Now, as we have our Inference Tagging scenario, we can make use of the Expansion Query Builder to assist us in setting up the tagging rule. To do so, we click on the PoolParty Workbench landing page on Configuration. There click on Expansion and select the Expansion Query Builder sub-tab. The image below shows the Expansion Query Builder sub-tab with all fields filled in.

settings-expansion-query-builder-top_-w_o__recomm_tab.gif

After opening the Settings (1) window we navigate to the EXPANSION (2) tab where we have two sub-tabs; Expansion Query Builder (3) and Switch to SPARQL. We will now focus on how to use the Expansion Query Builder sub-tab to formulate a SPARQL query.

Tip

The Save query and Load query (9a) buttons on the right allow you to save your query or if you already have queries stored to load one.

The first step will be to specify the language using the Locale (4) pulldown. You have to keep in mind that only those concepts will be returned for which the specified language matches your selection here. This parameter is mandatory.
Then we can specify the Prefixes (5) which can be a standard prefix using the Choose Standard Prefix (5a) pulldown. The standard prefixes include skos, rdf, dcterms, etc. We can specify one or more standard prefixes. In our example we are using skos as the selected standard prefix. We can however also add our own prefix (5b) by entering the Name and the corresponding URI and clicking the ADD (5c) button. In our example we entered esg in the Name field and https://esg.poolparty.biz/esg-ontology/ in the URI field. Specifying prefixes upfront will allow us to skip the full path (URI) every time we use a prefix when defining the rules of our inference tagging. The saved custom prefix is always shown above the two input fields Name and URI; also here we can define more than one custom prefix.
Next step is to specify the rules. Sometimes we will need multiple rules, in such case we can use the Add a new rule button (7) on the very right.
In the Rules (6) section of this tab we can specify all the required details we need for each rule. Every rule is comprised of a relation and score. A relation is then comprised of the URI (mandatory) field (6a) and Type field (6b). In our example the Relation #1 contains the relation esg:is-addressed-by. (Since we have defined our custom prefix esg in the previous step we only need to enter its name (egs) and can skip entering the complete URL.) The Type (6a) field is in our case esg:Regulation. This field works as an additional filter; here we specify that we want to receive inferred concepts linked to the extracted concepts using the esg:is-addressed-by relation HOWEVER ONLY if such concepts belong to the esg:Regulation class. If in contrast we intended to retrieve all possible concepts irrespective of their class we would enter skos:Concept in the Type (6b) field. If we want to add another relation to a rule we will use the Add a new relation (8) button to the right.
We can specify one or more rules, and for each rule one or more relations. All specified rules will be applied and are combined via OR; Each rule is however independent. At the same time the relation specified within the rule defines a path. If more than one relation is specified for a rule, then they form a path within the graph applying one after the other.
Then we need to select the Score Type (6c) and enter the Score (6d). The Score Type field is a pulldown with two options: Multiplier and Fixed Score.
In our example we will used the Fixed Score option and enter the 0.8 as the score - this means that each inferred concept will have this score. If we however used the Multiplier option and entered 0.8 in the Score field then - depending on the score of the concept extracted from our input - the inferred concept would a have a variable score equal to 0.8 times the score of the original extracted concept; e.g. if our original concept has a score of 80, then using the Multiplier option will result in the inferred concept having a score of 0.8 times 80 = 64.

Tip

You can test your SPARQL query before applying it.

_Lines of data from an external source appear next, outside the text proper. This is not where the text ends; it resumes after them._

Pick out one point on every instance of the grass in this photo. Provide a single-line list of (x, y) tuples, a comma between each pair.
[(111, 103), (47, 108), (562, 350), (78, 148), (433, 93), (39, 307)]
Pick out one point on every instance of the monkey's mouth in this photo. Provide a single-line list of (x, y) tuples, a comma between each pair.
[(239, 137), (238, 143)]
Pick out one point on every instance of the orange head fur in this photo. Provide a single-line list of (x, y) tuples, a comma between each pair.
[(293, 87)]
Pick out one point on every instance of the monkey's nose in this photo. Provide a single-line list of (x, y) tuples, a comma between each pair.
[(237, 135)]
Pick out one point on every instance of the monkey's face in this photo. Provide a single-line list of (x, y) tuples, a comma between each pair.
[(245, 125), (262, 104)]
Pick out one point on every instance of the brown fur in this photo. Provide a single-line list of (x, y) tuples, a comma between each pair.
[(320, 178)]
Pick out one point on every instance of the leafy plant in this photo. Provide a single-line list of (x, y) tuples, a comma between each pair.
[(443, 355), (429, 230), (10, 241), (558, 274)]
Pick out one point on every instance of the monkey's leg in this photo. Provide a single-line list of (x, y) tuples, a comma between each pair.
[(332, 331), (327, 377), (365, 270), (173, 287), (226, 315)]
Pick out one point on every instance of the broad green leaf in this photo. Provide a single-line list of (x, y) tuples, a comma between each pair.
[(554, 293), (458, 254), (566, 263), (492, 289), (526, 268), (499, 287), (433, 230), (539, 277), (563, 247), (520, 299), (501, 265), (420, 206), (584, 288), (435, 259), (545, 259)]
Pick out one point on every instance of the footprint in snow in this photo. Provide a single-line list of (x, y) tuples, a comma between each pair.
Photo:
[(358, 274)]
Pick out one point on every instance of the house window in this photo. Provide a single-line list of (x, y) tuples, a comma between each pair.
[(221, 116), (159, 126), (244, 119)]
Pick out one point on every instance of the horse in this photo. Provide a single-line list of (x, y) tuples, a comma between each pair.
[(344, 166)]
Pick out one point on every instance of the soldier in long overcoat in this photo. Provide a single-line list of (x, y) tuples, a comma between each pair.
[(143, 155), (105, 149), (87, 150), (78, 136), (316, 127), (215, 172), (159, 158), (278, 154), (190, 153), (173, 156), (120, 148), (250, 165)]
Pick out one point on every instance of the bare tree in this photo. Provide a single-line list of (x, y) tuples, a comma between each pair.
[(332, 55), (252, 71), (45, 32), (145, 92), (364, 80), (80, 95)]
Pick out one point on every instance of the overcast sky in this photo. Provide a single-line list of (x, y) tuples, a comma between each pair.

To test your SPARQL query scroll to the bottom of the window until you see the Test expansion query: (1) section. There you only need to enter a concept from the extraction in the Concepts (2) field and click on the TEST (3) button. The input field Concepts uses the auto-complete function, i.e. after having entered thirst three letters of a concept you will automatically see a list with one or more concepts matching the first leading letters. Simply select one of those shown here. You can specify more than one concept for testing your query.
Click the Apply (4) button to add your query or the Cancel (4) button if you want to discard the formulated query and any other settings you may have made on the other two tabs - PROJECT and EXTRACTION.

Tip

You can start your extraction and expansion also from the Settings window with a click on the Apply (4) button.

After running both an extraction and expansion query we will see the following concepts (both the extracted and expanded color-coded concepts) returned for the input text (2) and the selected project (1).

Below the Input Document (2) heading you see the input text with identified concepts. To the right you see all Extracted concepts (3) and all Expanded concepts (5). Next to each concept you can see its score.

If you want to save the configuration or individual calls, click on the three dots (1) in the upper right section of the screen to open a context menu allowing you to import and export (2) configurations. You can export the complete configuration or individual calls as cURL.

These exported cURL files can be used later for API calls. Please refer to the PoolParty Workbench guide for more details on how to export configuration and individual calls. These requests may look like this:

Exporting as cURL opens the Export cURL requests (1) window where you see the Extract request (2), and a page symbol next to it (3) which will copy the complete request to clipboard; below is the second request - the Expand request (4) also with the page symbol next to it (5) allowing you to copy the complete request to clipboard.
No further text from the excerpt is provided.